Section 12(3) of the Prescription Act 1969 provides that prescription commences to run as soon as the debt is due. The debt is not deemed to be due until the creditor has “knowledge of the identity of the debtor and the facts from which the debt arises”. Usually the question of what are “facts” is narrowly looked at and does not include knowledge of a legal consequence or conclusion. However a client who seeks legal advice or requires the provision of legal professional services relies on the advice and services to navigate their way around legal issues. Mostly, clients do not have an independent basis to test the correctness of the advice received. There may therefore be no distinction between the facts and the legal conclusion that results in losses to the client. At the time the incorrect advice is given, or the mandate is purportedly discharged, the client would generally not know that the advice was incorrect or the mandate was not properly discharged, as a fact. It is inconsistent with the knowledge requirement in section 12(3) to suggest that prescription must begin to run even in the absence of knowledge that something wrong has occurred. Therefore knowledge that advice received was incorrect, or the mandate was not properly discharged, where it depends on legal conclusions, must be regarded as “facts” for the purposes of section 12(3). There will be exceptions where the facts themselves suggest some wrongdoing and would activate the need to make further enquiry. That enquiry must be made within a reasonable time or prescription will commence running.

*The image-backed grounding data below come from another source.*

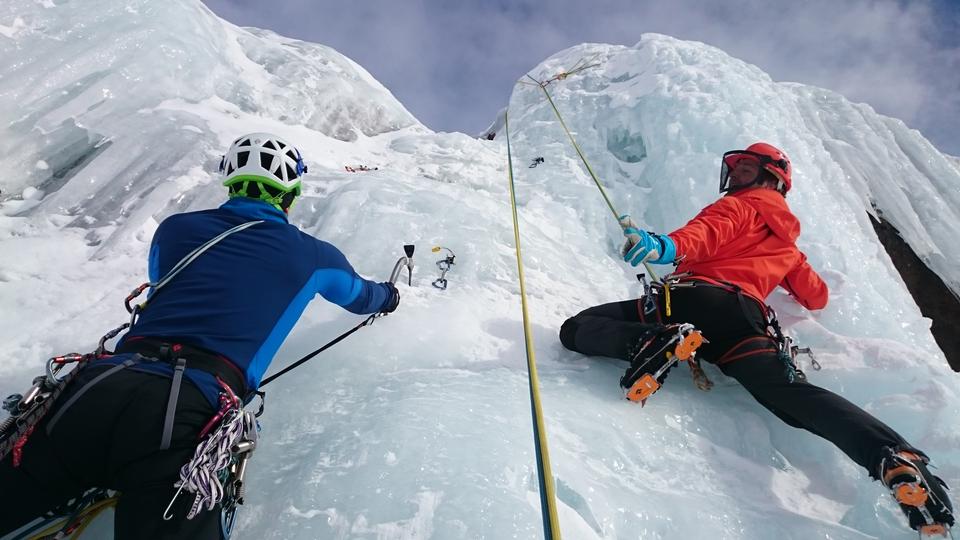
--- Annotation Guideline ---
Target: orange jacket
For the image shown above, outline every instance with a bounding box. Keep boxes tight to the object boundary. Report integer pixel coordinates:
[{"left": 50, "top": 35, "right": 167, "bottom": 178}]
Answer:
[{"left": 667, "top": 187, "right": 828, "bottom": 310}]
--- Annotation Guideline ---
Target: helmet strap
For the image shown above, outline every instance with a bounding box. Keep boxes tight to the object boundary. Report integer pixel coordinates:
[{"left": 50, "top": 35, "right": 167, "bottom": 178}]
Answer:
[{"left": 228, "top": 180, "right": 298, "bottom": 213}]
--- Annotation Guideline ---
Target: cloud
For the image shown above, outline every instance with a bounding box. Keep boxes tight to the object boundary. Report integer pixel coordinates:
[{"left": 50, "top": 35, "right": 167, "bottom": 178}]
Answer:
[{"left": 202, "top": 0, "right": 960, "bottom": 154}]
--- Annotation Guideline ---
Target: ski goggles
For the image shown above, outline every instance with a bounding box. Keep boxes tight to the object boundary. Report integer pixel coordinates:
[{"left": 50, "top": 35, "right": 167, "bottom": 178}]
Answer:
[{"left": 719, "top": 150, "right": 789, "bottom": 193}]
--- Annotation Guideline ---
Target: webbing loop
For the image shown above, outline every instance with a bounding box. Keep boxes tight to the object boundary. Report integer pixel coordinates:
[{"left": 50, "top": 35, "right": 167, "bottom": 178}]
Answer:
[
  {"left": 125, "top": 220, "right": 264, "bottom": 317},
  {"left": 504, "top": 111, "right": 561, "bottom": 540}
]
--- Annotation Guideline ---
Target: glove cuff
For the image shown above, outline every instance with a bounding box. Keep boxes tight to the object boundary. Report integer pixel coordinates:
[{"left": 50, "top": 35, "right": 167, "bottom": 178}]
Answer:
[
  {"left": 381, "top": 282, "right": 400, "bottom": 313},
  {"left": 654, "top": 234, "right": 677, "bottom": 264}
]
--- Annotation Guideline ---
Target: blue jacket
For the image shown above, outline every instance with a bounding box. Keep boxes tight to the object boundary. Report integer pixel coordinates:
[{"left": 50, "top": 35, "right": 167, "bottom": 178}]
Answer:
[{"left": 113, "top": 198, "right": 394, "bottom": 404}]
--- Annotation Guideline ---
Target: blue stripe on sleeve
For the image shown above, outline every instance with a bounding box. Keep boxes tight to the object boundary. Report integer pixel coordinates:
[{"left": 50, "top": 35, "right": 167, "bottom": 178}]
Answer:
[{"left": 247, "top": 268, "right": 366, "bottom": 388}]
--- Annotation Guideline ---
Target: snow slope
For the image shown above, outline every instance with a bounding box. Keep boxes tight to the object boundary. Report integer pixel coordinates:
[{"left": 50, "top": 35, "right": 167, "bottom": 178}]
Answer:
[{"left": 1, "top": 2, "right": 958, "bottom": 539}]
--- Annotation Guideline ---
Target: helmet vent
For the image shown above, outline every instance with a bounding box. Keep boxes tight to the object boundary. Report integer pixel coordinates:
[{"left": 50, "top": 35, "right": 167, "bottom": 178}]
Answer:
[
  {"left": 262, "top": 183, "right": 281, "bottom": 197},
  {"left": 222, "top": 132, "right": 306, "bottom": 206}
]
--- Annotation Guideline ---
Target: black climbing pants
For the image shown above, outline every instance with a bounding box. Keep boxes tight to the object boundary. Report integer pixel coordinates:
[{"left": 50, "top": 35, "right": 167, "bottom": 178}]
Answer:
[
  {"left": 0, "top": 361, "right": 222, "bottom": 539},
  {"left": 559, "top": 284, "right": 916, "bottom": 478}
]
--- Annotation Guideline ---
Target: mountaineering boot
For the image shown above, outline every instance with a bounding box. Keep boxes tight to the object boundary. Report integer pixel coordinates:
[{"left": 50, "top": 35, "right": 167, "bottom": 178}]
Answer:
[
  {"left": 620, "top": 323, "right": 704, "bottom": 405},
  {"left": 879, "top": 447, "right": 955, "bottom": 537}
]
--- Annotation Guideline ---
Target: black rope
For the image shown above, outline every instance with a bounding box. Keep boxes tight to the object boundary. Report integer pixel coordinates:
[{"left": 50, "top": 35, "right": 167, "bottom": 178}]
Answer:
[{"left": 258, "top": 314, "right": 376, "bottom": 388}]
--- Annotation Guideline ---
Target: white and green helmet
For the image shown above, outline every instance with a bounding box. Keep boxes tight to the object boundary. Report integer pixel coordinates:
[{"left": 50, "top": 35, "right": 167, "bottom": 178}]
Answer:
[{"left": 219, "top": 133, "right": 308, "bottom": 212}]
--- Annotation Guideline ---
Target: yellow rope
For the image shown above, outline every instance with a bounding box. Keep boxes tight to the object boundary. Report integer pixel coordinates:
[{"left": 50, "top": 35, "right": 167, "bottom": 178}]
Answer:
[
  {"left": 27, "top": 496, "right": 117, "bottom": 539},
  {"left": 533, "top": 77, "right": 620, "bottom": 222},
  {"left": 504, "top": 110, "right": 562, "bottom": 540},
  {"left": 528, "top": 71, "right": 662, "bottom": 284}
]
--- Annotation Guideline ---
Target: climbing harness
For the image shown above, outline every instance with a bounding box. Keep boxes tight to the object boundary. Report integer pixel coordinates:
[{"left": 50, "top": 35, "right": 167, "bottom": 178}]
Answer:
[
  {"left": 431, "top": 246, "right": 455, "bottom": 290},
  {"left": 631, "top": 273, "right": 714, "bottom": 394},
  {"left": 2, "top": 219, "right": 262, "bottom": 538},
  {"left": 0, "top": 318, "right": 133, "bottom": 465},
  {"left": 2, "top": 353, "right": 93, "bottom": 466},
  {"left": 655, "top": 273, "right": 821, "bottom": 383}
]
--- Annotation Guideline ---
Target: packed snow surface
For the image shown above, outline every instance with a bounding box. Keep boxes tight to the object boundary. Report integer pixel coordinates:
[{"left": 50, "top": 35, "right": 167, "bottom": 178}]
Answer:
[{"left": 1, "top": 1, "right": 958, "bottom": 538}]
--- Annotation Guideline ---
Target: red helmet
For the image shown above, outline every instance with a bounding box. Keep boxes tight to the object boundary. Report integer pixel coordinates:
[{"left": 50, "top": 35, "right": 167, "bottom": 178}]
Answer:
[{"left": 720, "top": 142, "right": 792, "bottom": 194}]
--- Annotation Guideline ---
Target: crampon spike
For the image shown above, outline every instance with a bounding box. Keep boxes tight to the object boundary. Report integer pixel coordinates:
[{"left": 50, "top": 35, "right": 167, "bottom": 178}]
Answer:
[
  {"left": 896, "top": 483, "right": 930, "bottom": 507},
  {"left": 918, "top": 523, "right": 949, "bottom": 538},
  {"left": 882, "top": 450, "right": 954, "bottom": 538},
  {"left": 624, "top": 328, "right": 705, "bottom": 404},
  {"left": 674, "top": 330, "right": 704, "bottom": 361}
]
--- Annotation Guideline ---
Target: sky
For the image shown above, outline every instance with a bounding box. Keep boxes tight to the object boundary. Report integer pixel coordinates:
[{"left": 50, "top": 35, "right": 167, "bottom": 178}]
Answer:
[{"left": 201, "top": 0, "right": 960, "bottom": 156}]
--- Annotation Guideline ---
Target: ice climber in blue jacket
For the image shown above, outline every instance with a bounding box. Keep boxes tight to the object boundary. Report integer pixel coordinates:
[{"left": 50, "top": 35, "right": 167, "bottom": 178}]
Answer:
[{"left": 0, "top": 133, "right": 400, "bottom": 539}]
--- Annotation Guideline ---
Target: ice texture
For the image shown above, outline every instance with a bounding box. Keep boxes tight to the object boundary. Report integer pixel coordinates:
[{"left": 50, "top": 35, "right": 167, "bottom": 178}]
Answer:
[{"left": 1, "top": 3, "right": 958, "bottom": 539}]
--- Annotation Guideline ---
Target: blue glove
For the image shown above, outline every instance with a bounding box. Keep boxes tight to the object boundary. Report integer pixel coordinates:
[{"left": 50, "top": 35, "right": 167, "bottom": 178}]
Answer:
[{"left": 622, "top": 226, "right": 676, "bottom": 266}]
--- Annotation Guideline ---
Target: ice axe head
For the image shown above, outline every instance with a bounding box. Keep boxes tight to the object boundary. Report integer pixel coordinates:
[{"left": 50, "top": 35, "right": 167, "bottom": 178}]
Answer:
[{"left": 388, "top": 244, "right": 416, "bottom": 286}]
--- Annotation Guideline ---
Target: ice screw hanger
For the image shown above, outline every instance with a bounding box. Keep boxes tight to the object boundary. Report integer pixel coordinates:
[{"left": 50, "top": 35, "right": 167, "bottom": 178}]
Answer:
[{"left": 431, "top": 246, "right": 455, "bottom": 290}]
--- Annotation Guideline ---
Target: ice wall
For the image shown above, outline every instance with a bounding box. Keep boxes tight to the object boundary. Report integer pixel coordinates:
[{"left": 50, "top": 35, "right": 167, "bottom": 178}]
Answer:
[{"left": 1, "top": 3, "right": 959, "bottom": 538}]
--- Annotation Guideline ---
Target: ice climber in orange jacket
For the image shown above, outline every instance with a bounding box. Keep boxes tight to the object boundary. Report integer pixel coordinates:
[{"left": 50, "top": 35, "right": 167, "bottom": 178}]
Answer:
[{"left": 559, "top": 142, "right": 954, "bottom": 536}]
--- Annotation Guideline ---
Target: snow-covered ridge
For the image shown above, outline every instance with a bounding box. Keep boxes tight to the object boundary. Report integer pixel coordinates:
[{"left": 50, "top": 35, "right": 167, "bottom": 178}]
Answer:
[
  {"left": 0, "top": 0, "right": 419, "bottom": 228},
  {"left": 506, "top": 34, "right": 960, "bottom": 299},
  {"left": 1, "top": 4, "right": 958, "bottom": 540}
]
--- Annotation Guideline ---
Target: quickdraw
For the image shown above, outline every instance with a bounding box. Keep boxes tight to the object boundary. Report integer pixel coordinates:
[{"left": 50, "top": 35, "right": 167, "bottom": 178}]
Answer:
[
  {"left": 163, "top": 378, "right": 254, "bottom": 533},
  {"left": 766, "top": 306, "right": 822, "bottom": 383},
  {"left": 1, "top": 350, "right": 99, "bottom": 465},
  {"left": 431, "top": 246, "right": 455, "bottom": 290}
]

In this case the claimants instructed their attorney to exercise an option on their behalf to purchase a farm property. In non-compliance with the Alienation of Land Act, the attorney failed to get a written mandate from them to exercise the option on their behalf and the option fell away. The claimants only found out about the consequences of this failure in the course of cross-examination in proceedings to enforce the option. At that stage even their attorney was not aware of the difficulty. It was only when this legal consequence became known to the claimants that the prescription began to run. Generally, as in this case, clients rely on the correctness of the legal advice from their legal practitioners and are unaware of the lost rights till they are told about the adverse consequences.

When a client sues the attorney for wrong advice, the client must allege what advice was received and what advice they should have received. Until they know as a fact what advice they should have received, they do not know that they have a claim.

This is going to lead to many debates as to the difference between a fact and a legal conclusion. The court itself said that the new rule will be “at the expense of blurring the distinction”. That blurring and uncertainty is going to cause substantial expense for many litigants disputing over the difference.